第二次世界大戦後、近代的スタイルを合理性とし、貧しい人が住み続けた、ごちゃごちゃした非衛生なこの洞窟住居は、 「南イタリアの悪夢」とさえ言われるようになる。実際当時は竪穴式の住居の中に、人間と家畜が同居し、さらにキッチン、トイレも同空間にあり、 何でもござれ状態の生活。追い討ちをかけるように、カルロ レーヴィが著「キリストはエボリにて止りぬ」の中で、人々の生活を 描写したことにより、イタリア全土に向けマテラの状況を告白することとなる。
 その後イタリア政府の指導の下、人々は洞窟住居を後にし、高台の新市街区へ移動ししばし人々の記憶から忘れ去られたサッシ地区。 その後独創的なこのサッシが1976年にマテーラ市の企画で大きな転換をはじめる。当時は非衛生で、貧民の巣窟として嫌がられたサッシだが、 個性的な住居と環境、イタリアでも例を見ない洞窟教会など年々人々の注目を集めだし、現在は南イタリアでも注目の観光スポットとして、 年々発展しつつある。

 
   


 
   

映画”パッション”がマテーラで撮影される

キリストの「受難」を描いたメルギブソンの作品 。イバラの冠をかぶらされ、重い十字架の横木を背負い、ゴルゴダの丘で両手両足を釘打ちされた十字架刑の事実を、映画化した。 凄惨感が話題を呼びローマ法王をも巻き込んでの論争に…。マテーラでは、特に十字架に貼り付けになったキリストのシーンがこの階段で撮影された。キリストの運命と、ゴルゴタの寂しい情景がマッチした情感あふれる映画だ。
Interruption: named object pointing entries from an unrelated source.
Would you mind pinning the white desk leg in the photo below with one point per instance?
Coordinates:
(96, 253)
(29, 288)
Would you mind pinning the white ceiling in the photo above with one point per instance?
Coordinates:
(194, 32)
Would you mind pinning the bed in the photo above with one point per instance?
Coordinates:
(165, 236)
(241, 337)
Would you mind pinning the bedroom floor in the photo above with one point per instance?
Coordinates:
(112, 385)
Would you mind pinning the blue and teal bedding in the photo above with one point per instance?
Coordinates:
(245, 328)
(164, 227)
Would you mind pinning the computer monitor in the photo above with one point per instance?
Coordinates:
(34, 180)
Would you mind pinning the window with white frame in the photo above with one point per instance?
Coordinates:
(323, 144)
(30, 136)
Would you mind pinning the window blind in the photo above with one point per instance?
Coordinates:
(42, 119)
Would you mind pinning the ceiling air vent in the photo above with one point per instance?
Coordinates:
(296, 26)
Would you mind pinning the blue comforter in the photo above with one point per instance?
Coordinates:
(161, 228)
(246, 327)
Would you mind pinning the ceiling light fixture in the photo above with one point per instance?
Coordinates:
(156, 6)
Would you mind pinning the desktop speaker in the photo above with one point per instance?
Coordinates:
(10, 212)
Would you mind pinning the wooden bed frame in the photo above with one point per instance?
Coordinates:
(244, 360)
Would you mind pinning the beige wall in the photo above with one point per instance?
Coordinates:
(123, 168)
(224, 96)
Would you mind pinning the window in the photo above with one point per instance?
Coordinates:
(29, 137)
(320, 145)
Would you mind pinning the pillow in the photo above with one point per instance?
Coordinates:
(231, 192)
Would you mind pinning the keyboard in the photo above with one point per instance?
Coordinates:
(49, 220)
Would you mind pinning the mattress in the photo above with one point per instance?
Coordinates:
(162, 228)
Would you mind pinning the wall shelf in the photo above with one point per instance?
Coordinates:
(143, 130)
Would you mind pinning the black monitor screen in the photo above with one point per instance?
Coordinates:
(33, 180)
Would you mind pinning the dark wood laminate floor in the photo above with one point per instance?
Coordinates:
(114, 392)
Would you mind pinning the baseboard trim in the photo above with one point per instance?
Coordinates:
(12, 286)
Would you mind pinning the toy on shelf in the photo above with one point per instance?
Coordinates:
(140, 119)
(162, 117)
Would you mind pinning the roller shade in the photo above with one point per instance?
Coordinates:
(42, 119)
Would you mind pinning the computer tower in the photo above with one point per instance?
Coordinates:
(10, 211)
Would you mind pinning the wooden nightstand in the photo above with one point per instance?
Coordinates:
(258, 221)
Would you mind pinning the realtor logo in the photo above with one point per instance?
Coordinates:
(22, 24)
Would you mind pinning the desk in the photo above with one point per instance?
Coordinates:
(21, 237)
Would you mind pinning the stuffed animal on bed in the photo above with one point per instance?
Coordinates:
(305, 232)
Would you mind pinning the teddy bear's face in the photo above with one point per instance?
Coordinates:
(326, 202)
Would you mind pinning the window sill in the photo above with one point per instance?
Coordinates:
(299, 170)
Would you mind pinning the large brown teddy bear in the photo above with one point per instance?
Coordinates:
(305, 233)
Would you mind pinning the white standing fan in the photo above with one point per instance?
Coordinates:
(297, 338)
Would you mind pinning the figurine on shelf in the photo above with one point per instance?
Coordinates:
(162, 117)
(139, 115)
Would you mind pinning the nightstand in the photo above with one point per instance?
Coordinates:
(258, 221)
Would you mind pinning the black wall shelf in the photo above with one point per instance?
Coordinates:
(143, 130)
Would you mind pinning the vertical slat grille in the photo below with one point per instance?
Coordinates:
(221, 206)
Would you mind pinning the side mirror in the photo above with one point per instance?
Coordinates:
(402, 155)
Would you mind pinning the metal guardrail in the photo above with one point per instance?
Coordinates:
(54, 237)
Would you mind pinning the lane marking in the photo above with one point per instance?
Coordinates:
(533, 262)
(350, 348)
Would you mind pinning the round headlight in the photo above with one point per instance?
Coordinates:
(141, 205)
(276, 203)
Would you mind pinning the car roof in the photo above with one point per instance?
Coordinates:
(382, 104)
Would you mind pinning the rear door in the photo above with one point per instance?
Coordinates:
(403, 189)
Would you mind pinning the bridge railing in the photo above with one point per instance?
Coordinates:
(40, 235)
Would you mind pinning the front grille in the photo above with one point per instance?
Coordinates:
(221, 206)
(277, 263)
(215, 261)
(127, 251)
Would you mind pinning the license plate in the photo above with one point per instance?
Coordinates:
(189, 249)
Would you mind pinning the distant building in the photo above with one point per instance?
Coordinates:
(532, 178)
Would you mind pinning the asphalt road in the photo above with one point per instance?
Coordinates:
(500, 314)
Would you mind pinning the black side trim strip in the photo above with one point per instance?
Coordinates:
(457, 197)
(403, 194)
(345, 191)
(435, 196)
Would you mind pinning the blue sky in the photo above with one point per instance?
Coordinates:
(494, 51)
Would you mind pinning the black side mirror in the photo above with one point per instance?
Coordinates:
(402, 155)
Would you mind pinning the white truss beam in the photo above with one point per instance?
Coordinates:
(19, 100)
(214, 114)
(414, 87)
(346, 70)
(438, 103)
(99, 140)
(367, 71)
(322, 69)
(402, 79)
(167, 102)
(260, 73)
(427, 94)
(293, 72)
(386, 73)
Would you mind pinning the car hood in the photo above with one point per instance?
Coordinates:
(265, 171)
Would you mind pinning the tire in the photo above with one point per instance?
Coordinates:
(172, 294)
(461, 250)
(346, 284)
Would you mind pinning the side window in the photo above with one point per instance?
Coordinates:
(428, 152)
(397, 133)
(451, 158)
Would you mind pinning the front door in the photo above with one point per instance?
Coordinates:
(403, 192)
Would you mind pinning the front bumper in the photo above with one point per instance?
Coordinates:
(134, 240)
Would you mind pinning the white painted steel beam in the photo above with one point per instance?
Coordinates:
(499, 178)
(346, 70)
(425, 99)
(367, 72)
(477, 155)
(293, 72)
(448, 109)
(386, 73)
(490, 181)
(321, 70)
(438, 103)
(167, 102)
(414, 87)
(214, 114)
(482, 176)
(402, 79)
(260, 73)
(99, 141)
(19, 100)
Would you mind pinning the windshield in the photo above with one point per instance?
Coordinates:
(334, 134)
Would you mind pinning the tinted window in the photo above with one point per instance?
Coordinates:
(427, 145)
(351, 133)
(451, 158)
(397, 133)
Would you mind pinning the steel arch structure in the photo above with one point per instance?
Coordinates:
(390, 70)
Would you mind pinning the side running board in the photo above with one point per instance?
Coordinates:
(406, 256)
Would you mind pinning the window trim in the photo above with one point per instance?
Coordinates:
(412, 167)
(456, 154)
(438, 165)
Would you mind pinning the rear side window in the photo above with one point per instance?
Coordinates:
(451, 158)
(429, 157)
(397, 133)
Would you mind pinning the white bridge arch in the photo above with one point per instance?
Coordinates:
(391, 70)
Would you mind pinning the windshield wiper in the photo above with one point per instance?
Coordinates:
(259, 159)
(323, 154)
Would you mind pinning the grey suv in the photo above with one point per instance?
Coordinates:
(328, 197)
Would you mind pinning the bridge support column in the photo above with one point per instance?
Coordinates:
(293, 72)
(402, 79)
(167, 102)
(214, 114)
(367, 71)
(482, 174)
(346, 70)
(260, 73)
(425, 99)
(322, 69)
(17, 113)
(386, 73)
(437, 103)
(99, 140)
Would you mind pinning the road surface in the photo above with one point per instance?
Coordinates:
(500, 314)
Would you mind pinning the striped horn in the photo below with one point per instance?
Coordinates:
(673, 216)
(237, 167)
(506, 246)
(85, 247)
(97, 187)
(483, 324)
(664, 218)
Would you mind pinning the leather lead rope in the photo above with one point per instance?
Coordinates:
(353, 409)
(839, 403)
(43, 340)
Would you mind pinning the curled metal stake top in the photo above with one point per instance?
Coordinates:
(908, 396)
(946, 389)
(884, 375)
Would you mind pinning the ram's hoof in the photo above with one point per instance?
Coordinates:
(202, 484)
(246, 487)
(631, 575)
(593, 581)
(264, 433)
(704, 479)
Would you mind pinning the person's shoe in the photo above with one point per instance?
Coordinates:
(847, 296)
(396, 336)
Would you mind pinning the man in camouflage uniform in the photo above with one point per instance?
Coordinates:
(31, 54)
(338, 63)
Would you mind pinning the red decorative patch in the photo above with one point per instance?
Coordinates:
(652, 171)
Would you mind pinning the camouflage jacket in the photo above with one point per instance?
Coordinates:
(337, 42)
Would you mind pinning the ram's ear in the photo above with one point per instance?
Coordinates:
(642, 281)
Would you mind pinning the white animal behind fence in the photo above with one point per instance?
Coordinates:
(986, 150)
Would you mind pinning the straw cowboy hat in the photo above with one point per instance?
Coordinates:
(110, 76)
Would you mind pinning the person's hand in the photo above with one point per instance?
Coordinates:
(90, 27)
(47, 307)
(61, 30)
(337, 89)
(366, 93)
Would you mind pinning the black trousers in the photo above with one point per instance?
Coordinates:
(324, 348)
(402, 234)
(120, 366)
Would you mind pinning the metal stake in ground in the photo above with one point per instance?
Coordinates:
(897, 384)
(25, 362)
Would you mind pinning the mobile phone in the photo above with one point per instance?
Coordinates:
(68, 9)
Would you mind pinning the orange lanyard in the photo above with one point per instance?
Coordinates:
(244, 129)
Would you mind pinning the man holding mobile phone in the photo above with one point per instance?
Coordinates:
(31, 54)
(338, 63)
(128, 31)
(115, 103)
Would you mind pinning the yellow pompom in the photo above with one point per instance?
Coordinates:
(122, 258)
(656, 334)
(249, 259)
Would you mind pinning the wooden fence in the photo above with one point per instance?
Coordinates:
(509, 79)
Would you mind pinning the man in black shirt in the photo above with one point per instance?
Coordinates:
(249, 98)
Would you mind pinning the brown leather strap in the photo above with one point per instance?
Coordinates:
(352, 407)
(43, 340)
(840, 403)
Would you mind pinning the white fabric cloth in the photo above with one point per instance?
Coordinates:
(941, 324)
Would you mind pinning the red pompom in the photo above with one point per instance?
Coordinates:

今現在のマテーラの街は、そんな厳しく険しい雰囲気だけでなく、渓谷の反対側に広がる手つかずの自然が来る人を魅了する。そして何より思ったより大きなスケールで、圧倒されるだろう。

世界遺産リストに登録するにあたっては、どのような点で世界遺産としてふさわしいのか、 クライテリア(登録基準)が設けられている。マテーラはC(iii)C(iv)C(v) とCの基準をクリアし1993年ユネスコの世界遺産に登録された。

 
     
   

マテーラの街あるき

 現在の街の中心は高台のチビタ地区にある、Piazza Vittorio veneto(ビットリオ・ベネト広場)と呼ばれる噴水のある広場だ。ロマネスク様式の美しい大聖堂もこの地区にある。 さて、サッシ地区は2つに分かれていて、大聖堂をはさんで南側がカベオーゾ地区、 北側がバリサーノ地区と呼ばれるサッシ地区(岩場の居住地をサッソと呼び、 複数形がサッシ)。 比較的整備されているカベオーゾ地区にフレスコ画の残る洞窟教会や、Casa della grotta(洞窟住居博物館)などがある。
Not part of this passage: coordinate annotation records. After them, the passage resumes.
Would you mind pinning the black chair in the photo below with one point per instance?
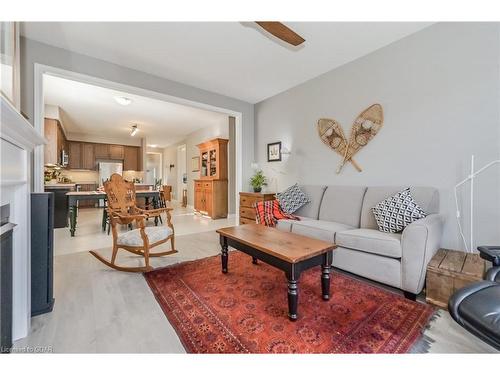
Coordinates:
(477, 306)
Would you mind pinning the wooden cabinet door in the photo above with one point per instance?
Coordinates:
(101, 151)
(198, 197)
(88, 159)
(75, 155)
(207, 197)
(130, 158)
(116, 152)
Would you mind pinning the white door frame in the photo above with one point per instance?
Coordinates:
(40, 70)
(161, 161)
(178, 178)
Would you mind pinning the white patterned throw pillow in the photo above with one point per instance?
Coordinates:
(395, 213)
(292, 199)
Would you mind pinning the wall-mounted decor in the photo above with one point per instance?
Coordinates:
(195, 164)
(274, 151)
(364, 128)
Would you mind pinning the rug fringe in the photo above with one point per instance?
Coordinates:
(423, 345)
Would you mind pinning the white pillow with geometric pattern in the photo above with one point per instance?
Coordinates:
(397, 212)
(292, 199)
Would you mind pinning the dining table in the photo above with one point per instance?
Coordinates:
(76, 196)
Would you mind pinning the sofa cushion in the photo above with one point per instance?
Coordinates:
(319, 229)
(426, 197)
(342, 204)
(133, 237)
(371, 241)
(286, 224)
(315, 195)
(291, 199)
(395, 213)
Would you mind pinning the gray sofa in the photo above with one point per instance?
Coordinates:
(342, 214)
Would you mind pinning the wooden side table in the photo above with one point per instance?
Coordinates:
(450, 270)
(247, 200)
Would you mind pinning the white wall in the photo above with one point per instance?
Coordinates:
(439, 89)
(170, 174)
(35, 52)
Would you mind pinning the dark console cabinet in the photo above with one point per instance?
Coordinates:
(6, 292)
(42, 252)
(6, 231)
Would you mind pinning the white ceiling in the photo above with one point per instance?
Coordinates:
(92, 110)
(231, 58)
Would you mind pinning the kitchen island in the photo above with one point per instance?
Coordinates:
(76, 196)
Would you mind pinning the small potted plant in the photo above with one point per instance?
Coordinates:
(257, 181)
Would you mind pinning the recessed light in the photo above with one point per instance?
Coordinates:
(122, 100)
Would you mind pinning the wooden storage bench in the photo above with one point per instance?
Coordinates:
(450, 270)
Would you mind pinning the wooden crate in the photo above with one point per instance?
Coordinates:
(450, 270)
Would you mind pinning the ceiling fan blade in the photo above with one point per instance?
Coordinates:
(282, 32)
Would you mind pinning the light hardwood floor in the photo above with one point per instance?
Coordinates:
(100, 310)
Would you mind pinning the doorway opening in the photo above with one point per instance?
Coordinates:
(181, 172)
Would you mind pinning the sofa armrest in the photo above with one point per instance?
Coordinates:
(419, 242)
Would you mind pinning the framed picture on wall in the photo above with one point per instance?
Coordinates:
(274, 151)
(195, 164)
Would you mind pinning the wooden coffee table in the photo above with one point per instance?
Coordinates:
(290, 252)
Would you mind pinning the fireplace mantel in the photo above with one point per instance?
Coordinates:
(16, 129)
(18, 140)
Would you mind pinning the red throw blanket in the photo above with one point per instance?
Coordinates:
(269, 212)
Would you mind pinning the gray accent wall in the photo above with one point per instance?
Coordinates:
(35, 52)
(439, 89)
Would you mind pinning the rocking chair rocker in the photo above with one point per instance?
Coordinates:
(122, 210)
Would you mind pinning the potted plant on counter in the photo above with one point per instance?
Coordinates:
(257, 181)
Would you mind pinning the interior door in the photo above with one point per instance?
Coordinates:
(198, 197)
マテーラはイタリアでよく見られる、凝灰石で、なんと、先史人が自然の侵食でできたさまざまな形の穴を利用してすでに住み着いていたのが起源。 何層にも重なり合って、崖の下から上へ伸びている洞窟住居なので、家屋の屋根が道路だったりするのは当たり前。 そして、5〜10軒の小さなコミュニティ(ヴィチナーティ)毎に、公共の中庭や井戸があるスタイルが特徴的。 町の中には洞窟教会への道順が書かれた看板もあり、以前に比べ、格段に解りやすくなっている。

 
 
 

サンタマリア デ イドリス教会 カヴェオーゾ地区
サンジョバンニ イン モンテローネ教会 カヴェオーゾ地区

 ごつごつした岩の上に乗った十字架が特徴的。2つの教会が合体しているので名前が2つついている。入ってすぐの部分が、サンタマリア デ イドリス教会。その祭壇の左脇にある通路の奥には、もう一つの教会サンジョバンニインモンテネーロがある。
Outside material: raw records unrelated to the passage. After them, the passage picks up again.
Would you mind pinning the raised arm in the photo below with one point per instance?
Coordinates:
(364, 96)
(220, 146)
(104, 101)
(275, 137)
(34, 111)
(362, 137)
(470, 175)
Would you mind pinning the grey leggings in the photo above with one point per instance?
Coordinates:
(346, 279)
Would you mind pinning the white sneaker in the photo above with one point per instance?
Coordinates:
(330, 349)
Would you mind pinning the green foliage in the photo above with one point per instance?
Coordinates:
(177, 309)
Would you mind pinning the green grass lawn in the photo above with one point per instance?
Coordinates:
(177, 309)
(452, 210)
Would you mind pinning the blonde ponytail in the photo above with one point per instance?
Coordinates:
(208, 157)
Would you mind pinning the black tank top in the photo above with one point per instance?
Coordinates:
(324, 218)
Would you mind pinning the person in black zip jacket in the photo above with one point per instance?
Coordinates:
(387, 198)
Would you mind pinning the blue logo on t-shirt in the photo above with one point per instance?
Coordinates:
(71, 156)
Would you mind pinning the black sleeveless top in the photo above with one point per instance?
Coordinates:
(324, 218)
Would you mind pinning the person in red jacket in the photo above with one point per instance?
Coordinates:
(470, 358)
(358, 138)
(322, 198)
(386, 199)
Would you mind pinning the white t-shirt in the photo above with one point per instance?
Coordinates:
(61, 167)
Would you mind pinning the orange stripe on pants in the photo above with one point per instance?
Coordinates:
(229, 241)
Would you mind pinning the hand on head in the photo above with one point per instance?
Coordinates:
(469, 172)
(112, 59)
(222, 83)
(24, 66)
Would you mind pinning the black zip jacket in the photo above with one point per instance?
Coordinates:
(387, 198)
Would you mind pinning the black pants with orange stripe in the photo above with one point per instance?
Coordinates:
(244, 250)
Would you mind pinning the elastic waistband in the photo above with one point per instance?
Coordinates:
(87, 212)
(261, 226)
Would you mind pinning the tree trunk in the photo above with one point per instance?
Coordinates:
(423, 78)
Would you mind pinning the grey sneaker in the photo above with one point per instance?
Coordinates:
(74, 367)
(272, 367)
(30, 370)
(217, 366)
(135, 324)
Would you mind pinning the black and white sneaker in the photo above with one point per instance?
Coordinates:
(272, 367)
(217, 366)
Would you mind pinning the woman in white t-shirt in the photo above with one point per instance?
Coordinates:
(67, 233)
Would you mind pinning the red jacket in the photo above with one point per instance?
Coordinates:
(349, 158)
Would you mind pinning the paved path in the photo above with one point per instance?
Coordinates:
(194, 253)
ビザンチン様式のフレスコ画が残る内部は、 当時一般人の住居として使われた時代があり、特に一番奥の部屋は、空間の確保からいくつかのフレスコ画が崩された悲しい事実も。 それでも素晴らしい保存状態のフレスコ画が残る。全能のキリストが祝福を与えている向かいには、聖ニコラの絵が描かれている。また奥には聖母子像のフレスコ画の下からは、聖人アンドレアの顔がのぞくなど全く別の絵がひょっこり見えている。 描かれた年代はバラバラ。教会前のテラスは映画”奇跡の丘”撮影された場所でもある。

※冬季13:00〜15:00の間はクローズの可能性あり

 
 

サンタルチア アッレ マルベ教会 カヴェオーゾ地区

 この教会は洞窟教会の中でも、多くのフレスコ画が残る貴重な存在。マテーラ最初のベネディクト会の僧院であったこの教会は、入って左の三廊式空間に「授乳の聖母」、「大天使ミカエル像」、 このようなスタイルでイエスキリストに授乳しているマリア像は大変珍しいらしい。

 洞窟教会内の柱に無数にある、小さな穴は、湿気を逃がすためのもの。少々大きな穴は、食料を保存しておくためのもので、上のほうにあるのは、ねずみよけだとか。入り口正面の柱には「聖グレゴリウス像」そして、名前の通り堂内には、聖ルチアの礼拝堂もある。

シラクーサの殉教聖女「聖ルチア」は美しい女性で、男性からのプロポーズが絶えず、自分の目をくり抜いてしまったのですが、神の力で治った聖女。以降、目の病気を治してくれる聖人と化した。礼拝堂の上を見上げればボールトの部分は、眼球のようなデザインが施されており、非常に興味深い。
※冬季13:00〜15:00の間はクローズの可能性あり

 
   

Casa grotta di vico solitario 洞窟住居博物館

洞窟住居の暮らしぶりがよく解る博物館。日本語の説明テープがあるので、非常にありがたい。 当時使われていた家具や農具を配置し、洞窟住居で人がどのように生活していたか?を説明してくれる。

1960年代まで実際に人間が暮らしていた洞窟住居。洞窟住居の多くは家畜と共存だった。そして唯一の通気口は玄関。必然的に台所は玄関横に作られた。家畜小屋は部屋の一番奥。 寝室に置かれたベットの下では鶏を飼うため、ベットの足は異常に高くしてわざと隙間を多くつくりその下で飼われていた。まさに知恵の凝縮した生活ぶり。そして洋服ダンスの引き出しは夜になると、子供ベッドとして使われていたなどなど、21世紀の現在と比べ過酷な環境を強いられた人々の生活を垣間見ることができる。